Closed jichenjc closed 1 year ago
first, install bcc on RHEL8.4+ , then try some command , it works fine
yum install libbpf
yum install bcc-tools
[root@m5404019 ~]# /usr/share/bcc/tools/vfsstat
TIME READ/s WRITE/s FSYNC/s OPEN/s CREATE/s
08:22:03: 169 130 0 7 0
08:22:04: 379 202 0 17 0
08:22:05: 244 175 0 10 0
08:22:06: 58 71 0 1 0
08:22:07: 296 123 0 80 0
08:22:08: 154 155 0 2 0
[root@m5404019 ~]# uname -a
Linux m5404019 4.18.0-305.el8.s390x #1 SMP Thu Apr 29 09:06:01 EDT 2021 s390x s390x s390x GNU/Linux
[root@m5404019 ~]#
need some steps:
cp /usr/bin/gcc /usr/bin/s390x-linux-gnu-gcc ==> so we can compile the c file CGO_ENABLED=1 make cross-build-linux-s390x ==> so go can compile c lang
stuck at no bcc/bcc_common.h .. seems only Ubuntu might be ok .. the key question is the files from repo is not sync with my current env if I copy files from repo
we need update LPAR settings to enbale the perf count in order to load those perf count
PERF_COUNT_HW_CPU_CYCLES, PERF_COUNT_HW_INSTRUCTIONS are defined in basic counter set, other events that x86 platform used in kepler are not ok in s390x
currently seems softirq has some problem
bcc_attacher.go:121] failed to attach perf module with options [-DNUM_CPUS=8 -DSET_GROUP_ID]: failed to load softirq_entry: Module: unable to find tracepoint__irq__softirq_entry, not able to load eBPF modules
@jichenjc what is the softirq_entry signature in your /proc/kallsyms
?
@rootfs here's the output ..
# cat /proc/kallsyms | grep softirq_entry
0000000605c513d0 T __traceiter_softirq_entry
0000000605d780d0 t trace_softirq_entry_callback
0000000606711848 d __tracepoint_ptr_softirq_entry
0000000606712696 d __tpstrtab_softirq_entry
0000000606b68f38 D __tracepoint_softirq_entry
0000000606b7e240 d __bpf_trace_tp_map_softirq_entry
0000000606baa828 d event_softirq_entry
0000000606baa9e8 D __SCK__tp_func_softirq_entry
0000000606d8ccf0 d __event_softirq_entry
can you get the output of cat /sys/kernel/debug/tracing/events/irq/softirq_entry/format
# cat /sys/kernel/debug/tracing/events/irq/softirq_entry/format
name: softirq_entry
ID: 69
format:
field:unsigned short common_type; offset:0; size:2; signed:0;
field:unsigned char common_flags; offset:2; size:1; signed:0;
field:unsigned char common_preempt_count; offset:3; size:1; signed:0;
field:int common_pid; offset:4; size:4; signed:1;
field:unsigned int vec; offset:8; size:4; signed:0;
print fmt: "vec=%u [action=%s]", REC->vec, __print_symbolic(REC->vec, { 0, "HI" }, { 1, "TIMER" }, { 2, "NET_TX" }, { 3, "NET_RX" }, { 4, "BLOCK" }, { 5, "IRQ_POLL" }, { 6, "TASKLET" }, { 7, "SCHED" }, { 8, "HRTIMER" }, { 9, "RCU" })
odd, it should work.
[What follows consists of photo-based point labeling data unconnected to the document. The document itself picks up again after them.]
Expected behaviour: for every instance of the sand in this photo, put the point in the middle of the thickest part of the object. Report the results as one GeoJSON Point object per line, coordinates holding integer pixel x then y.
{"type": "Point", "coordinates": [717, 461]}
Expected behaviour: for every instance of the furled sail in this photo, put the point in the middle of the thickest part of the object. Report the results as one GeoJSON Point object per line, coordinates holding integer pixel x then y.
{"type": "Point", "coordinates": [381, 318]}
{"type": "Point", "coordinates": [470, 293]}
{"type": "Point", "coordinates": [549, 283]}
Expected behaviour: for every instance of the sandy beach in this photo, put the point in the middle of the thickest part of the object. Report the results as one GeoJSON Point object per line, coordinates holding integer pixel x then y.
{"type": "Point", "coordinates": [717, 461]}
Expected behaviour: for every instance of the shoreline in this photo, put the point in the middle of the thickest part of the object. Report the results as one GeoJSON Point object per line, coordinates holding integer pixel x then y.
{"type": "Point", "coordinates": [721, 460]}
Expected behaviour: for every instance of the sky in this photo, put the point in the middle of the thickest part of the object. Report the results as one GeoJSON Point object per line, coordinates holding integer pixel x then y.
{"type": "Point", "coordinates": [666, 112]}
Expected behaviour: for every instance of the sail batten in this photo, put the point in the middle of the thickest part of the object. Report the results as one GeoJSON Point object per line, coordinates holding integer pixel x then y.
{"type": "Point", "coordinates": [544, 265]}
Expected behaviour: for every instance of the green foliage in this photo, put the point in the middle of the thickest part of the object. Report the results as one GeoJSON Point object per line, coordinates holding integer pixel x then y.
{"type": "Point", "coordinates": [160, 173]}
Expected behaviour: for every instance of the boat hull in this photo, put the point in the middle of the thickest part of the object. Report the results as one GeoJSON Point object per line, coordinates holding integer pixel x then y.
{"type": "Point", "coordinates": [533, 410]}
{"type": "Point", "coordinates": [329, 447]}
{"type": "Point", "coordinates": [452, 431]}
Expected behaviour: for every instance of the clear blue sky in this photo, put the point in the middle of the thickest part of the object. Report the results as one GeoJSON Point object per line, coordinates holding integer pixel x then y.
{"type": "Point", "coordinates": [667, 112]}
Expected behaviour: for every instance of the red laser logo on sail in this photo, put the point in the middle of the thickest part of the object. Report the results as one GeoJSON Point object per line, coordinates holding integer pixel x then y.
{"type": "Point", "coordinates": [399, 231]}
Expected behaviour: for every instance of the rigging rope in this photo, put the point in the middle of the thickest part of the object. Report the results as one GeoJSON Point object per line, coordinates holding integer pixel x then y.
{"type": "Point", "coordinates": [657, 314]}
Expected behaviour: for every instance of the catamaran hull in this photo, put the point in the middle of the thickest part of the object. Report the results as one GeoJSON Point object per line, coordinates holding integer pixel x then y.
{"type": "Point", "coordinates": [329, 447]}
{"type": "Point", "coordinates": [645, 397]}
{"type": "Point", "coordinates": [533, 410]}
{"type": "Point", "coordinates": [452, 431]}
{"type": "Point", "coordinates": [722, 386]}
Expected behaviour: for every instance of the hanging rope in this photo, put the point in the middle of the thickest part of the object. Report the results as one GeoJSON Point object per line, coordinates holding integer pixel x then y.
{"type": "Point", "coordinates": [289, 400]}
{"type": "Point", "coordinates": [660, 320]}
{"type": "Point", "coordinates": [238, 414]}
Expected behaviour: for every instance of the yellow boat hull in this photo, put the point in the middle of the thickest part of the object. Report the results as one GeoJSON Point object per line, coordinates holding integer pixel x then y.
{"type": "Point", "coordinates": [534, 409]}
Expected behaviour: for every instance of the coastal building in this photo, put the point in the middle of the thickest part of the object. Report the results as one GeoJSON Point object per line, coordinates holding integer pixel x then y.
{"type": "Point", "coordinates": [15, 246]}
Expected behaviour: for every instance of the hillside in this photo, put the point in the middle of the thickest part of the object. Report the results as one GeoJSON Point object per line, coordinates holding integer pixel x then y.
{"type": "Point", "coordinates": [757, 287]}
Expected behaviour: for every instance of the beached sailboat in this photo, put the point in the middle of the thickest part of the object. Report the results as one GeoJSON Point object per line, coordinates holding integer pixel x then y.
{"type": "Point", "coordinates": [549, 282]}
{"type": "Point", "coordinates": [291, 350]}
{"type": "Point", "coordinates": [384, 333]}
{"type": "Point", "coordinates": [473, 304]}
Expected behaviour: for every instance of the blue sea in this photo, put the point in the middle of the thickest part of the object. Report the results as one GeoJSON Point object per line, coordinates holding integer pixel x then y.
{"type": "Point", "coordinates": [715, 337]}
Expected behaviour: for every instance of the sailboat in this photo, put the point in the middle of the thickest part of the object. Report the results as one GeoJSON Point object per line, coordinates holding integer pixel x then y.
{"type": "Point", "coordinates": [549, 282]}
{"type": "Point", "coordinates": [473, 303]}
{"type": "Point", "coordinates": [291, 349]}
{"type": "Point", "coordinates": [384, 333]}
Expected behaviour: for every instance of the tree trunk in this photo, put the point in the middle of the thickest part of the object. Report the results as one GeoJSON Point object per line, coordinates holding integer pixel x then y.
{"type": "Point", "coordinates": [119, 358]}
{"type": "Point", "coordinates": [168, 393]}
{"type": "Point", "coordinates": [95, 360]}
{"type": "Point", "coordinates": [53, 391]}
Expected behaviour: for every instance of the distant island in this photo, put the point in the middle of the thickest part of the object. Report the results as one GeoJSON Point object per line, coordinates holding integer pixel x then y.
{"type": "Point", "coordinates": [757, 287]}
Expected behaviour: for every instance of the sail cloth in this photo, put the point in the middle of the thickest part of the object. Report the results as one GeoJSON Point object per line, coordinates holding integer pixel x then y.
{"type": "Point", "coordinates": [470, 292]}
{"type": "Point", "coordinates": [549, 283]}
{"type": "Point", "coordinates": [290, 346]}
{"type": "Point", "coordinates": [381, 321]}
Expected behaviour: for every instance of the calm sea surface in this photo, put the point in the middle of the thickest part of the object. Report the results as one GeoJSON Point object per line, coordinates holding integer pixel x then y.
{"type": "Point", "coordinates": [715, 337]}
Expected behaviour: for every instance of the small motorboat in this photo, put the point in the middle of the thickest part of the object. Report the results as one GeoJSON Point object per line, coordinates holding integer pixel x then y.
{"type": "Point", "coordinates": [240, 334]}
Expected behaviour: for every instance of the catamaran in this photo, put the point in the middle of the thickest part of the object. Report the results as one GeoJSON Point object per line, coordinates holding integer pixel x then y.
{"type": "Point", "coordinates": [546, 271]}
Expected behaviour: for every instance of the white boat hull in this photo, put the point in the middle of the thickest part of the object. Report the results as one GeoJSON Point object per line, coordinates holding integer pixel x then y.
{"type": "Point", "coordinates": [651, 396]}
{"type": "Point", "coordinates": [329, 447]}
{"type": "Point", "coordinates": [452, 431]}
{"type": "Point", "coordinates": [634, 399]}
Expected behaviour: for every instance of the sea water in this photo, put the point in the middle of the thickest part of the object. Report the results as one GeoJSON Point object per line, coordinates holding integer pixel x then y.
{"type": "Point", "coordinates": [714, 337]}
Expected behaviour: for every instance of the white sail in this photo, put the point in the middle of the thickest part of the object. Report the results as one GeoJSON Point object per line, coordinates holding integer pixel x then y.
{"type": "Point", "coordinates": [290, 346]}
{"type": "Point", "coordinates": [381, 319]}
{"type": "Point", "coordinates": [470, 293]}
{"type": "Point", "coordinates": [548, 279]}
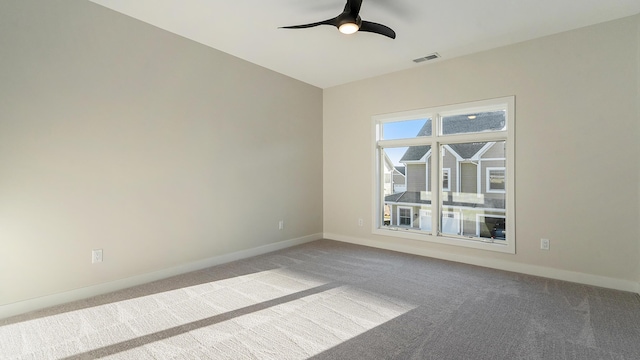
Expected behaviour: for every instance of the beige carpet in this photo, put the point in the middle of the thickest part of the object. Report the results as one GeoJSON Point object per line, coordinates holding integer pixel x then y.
{"type": "Point", "coordinates": [329, 300]}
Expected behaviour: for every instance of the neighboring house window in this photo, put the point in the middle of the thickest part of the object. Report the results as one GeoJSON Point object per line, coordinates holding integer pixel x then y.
{"type": "Point", "coordinates": [458, 164]}
{"type": "Point", "coordinates": [495, 179]}
{"type": "Point", "coordinates": [405, 216]}
{"type": "Point", "coordinates": [445, 179]}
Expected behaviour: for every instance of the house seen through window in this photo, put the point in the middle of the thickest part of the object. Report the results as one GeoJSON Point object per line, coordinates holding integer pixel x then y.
{"type": "Point", "coordinates": [454, 162]}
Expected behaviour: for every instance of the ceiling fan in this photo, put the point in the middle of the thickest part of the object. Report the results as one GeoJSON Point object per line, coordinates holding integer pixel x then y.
{"type": "Point", "coordinates": [349, 22]}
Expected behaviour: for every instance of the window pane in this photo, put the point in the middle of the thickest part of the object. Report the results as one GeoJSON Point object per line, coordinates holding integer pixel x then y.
{"type": "Point", "coordinates": [475, 206]}
{"type": "Point", "coordinates": [406, 129]}
{"type": "Point", "coordinates": [407, 197]}
{"type": "Point", "coordinates": [474, 122]}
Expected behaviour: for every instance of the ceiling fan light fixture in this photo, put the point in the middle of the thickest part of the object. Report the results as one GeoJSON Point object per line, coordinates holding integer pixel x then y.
{"type": "Point", "coordinates": [348, 28]}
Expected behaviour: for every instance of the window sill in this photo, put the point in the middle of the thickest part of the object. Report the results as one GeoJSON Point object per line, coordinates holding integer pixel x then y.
{"type": "Point", "coordinates": [503, 246]}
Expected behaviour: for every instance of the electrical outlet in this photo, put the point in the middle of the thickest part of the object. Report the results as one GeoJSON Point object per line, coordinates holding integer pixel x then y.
{"type": "Point", "coordinates": [544, 244]}
{"type": "Point", "coordinates": [96, 256]}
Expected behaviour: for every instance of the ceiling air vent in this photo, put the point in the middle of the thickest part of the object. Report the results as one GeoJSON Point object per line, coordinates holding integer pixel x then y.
{"type": "Point", "coordinates": [427, 58]}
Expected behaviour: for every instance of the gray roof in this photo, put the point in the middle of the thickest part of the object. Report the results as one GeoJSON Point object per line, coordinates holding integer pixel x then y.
{"type": "Point", "coordinates": [415, 153]}
{"type": "Point", "coordinates": [467, 150]}
{"type": "Point", "coordinates": [401, 169]}
{"type": "Point", "coordinates": [486, 121]}
{"type": "Point", "coordinates": [413, 197]}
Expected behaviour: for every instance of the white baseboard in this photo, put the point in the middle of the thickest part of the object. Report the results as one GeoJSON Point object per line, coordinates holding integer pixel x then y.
{"type": "Point", "coordinates": [558, 274]}
{"type": "Point", "coordinates": [25, 306]}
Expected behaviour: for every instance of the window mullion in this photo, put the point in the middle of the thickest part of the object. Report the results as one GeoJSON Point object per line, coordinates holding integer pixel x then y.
{"type": "Point", "coordinates": [436, 185]}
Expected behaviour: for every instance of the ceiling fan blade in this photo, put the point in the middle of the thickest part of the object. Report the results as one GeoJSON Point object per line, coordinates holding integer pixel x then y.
{"type": "Point", "coordinates": [333, 22]}
{"type": "Point", "coordinates": [353, 7]}
{"type": "Point", "coordinates": [369, 26]}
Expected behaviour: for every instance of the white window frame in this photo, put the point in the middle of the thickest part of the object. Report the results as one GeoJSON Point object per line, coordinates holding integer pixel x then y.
{"type": "Point", "coordinates": [434, 172]}
{"type": "Point", "coordinates": [478, 216]}
{"type": "Point", "coordinates": [398, 208]}
{"type": "Point", "coordinates": [448, 171]}
{"type": "Point", "coordinates": [488, 179]}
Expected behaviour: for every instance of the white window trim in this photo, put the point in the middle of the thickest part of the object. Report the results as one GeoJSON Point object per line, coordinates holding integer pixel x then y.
{"type": "Point", "coordinates": [488, 178]}
{"type": "Point", "coordinates": [410, 215]}
{"type": "Point", "coordinates": [507, 246]}
{"type": "Point", "coordinates": [448, 171]}
{"type": "Point", "coordinates": [478, 216]}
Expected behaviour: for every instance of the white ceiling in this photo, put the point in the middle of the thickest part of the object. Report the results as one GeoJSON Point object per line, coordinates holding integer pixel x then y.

Can you try this bcc tool https://github.com/iovisor/bcc/blob/master/tools/softirqs.py
Here is my test:
# python3 ./softirqs.py
Tracing soft irq event time... Hit Ctrl-C to end.
^C
SOFTIRQ TOTAL_usecs
tasklet 6
net_tx 15
block 1001
timer 17774
rcu 24051
net_rx 29631
sched 143765
weird .. I can do this as well
[root@kvms2p11 tools]# ./softirqs.py
Tracing soft irq event time... Hit Ctrl-C to end.
^C
SOFTIRQ TOTAL_usecs
rcu 165
timer 203
sched 436
net_rx 543
ok, above issue is solved, the reason is seems due to go-bindata is not installed so the follow up build scripts not run successfully and didn't find the previous change I made to debug ..sorry for the confusion and I will submit a PR to improve this area
the latest run here is
# ./kepler
I0227 02:12:41.116321 4645 gpu_nvml.go:45] could not init nvml: <nil>
Failed to init nvml: could not init nvml: <nil>, using dummy source to obtain gpu power
I0227 02:12:41.117055 4645 exporter.go:150] Kepler running on version: v-latest-1-g49f97bb-dirty
I0227 02:12:41.117070 4645 config.go:148] using gCgroup ID in the BPF program: true
I0227 02:12:41.117098 4645 config.go:149] kernel version: 5.14
I0227 02:12:41.117119 4645 config.go:167] EnabledGPU: false
I0227 02:12:41.118677 4645 slice_handler.go:179] Not able to find any valid .scope file in /sys/fs/cgroup/system.slice, this likely cause all cgroup metrics to be 0
I0227 02:12:41.118918 4645 acpi.go:77] Could not find any ACPI power meter path. Is it a VM?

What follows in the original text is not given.